The S&P 500 index has jumped 16 percent while the Dow Jones index has soared 14 percent this year but the rally may have more steam left. Analysts at Morgan Stanley have narrowed it down to three megatrends which may result in push stock markets extortionate in the post-pandemic. Wall Street equity indices have expanded extortionate as the US economy re-opened and the vaccination push increased. The NASDAQ and S&P 500 had reached fresh all-time highs earlier this week.
Daniel Skelly that said while investors frequently focus on daily headlines about the post-pandemic reopening and economic recovery and it’s important to step back and think about the longer-term impact of COVD-19 and investors should at times look at the larger picture and shape their portfolio for how stock markets will move over the next two to three years.
The first megatrend associated by Daniel Skelly and his team is the assumption of huge spending. Daniel skelly said that possibly the most instant driver of both economic growth and stock prices is a continuation of strong consumer spending. Daniel Skelly added that helped by stimulus checks and lockdowns, the savings rate in the US went up to 33.7 percent in April 2020 from 7.2 percent in December 2019. The vaccine rollout and resulting reopening of the US economy could also uplift the further spending on a variety of services, especially from higher-end consumers.

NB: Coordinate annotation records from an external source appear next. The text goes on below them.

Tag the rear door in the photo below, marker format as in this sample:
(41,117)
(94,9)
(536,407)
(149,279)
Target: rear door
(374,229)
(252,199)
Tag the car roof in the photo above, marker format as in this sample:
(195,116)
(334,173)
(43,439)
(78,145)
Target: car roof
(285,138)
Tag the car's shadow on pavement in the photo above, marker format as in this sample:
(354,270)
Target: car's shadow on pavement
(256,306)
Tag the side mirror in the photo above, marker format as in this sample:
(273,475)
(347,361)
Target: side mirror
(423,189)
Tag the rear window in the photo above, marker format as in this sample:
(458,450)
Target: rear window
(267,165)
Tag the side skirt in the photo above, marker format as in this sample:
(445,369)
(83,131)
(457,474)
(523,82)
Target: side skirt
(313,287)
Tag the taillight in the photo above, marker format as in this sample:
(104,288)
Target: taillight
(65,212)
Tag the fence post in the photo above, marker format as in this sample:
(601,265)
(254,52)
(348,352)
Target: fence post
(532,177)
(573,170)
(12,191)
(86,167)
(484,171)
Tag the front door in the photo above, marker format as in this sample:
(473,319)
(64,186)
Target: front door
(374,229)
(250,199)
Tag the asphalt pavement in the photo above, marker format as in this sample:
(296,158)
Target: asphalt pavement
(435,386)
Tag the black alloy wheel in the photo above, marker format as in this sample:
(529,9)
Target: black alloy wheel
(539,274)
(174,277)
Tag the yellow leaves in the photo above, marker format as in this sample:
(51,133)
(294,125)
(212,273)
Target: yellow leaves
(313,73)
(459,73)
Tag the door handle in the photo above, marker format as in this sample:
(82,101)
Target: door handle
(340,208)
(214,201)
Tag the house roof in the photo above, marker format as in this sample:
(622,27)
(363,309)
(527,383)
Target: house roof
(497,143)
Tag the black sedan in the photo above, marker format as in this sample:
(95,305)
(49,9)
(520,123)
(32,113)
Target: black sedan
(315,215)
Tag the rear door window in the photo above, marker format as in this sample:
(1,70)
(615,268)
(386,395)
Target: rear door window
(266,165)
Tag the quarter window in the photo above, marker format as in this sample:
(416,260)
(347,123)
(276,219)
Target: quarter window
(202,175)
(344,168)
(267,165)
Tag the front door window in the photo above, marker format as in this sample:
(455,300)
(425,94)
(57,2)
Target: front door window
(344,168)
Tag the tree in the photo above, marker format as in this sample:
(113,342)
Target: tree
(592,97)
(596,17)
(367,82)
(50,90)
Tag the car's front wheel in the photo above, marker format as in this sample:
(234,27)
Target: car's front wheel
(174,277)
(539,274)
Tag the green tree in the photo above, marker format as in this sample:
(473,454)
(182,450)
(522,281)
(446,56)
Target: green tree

During the pandemic, companies have raised the price when it comes to the digitization of their operations. Morgan Stanley analysts say that the world may never go back to the way it was before in 2019. Daniel Skelly said with the pandemic pushing the office employees to work from home the past year saw a sharp 30 percent increase in the corporate spending on tech hardware and we anticipate that the higher spending on the digital services as the economy recovers and companies adjust to a new normal and also added that currently, only 6.5 percent of Millennials’ assets are inequities, similar to the 6.0 percent allocation Boomers had at age 40.1 In subsequent years the Boomers allocation to equities grew to over 25 percent 1 implying further stock-market inflows may be in store.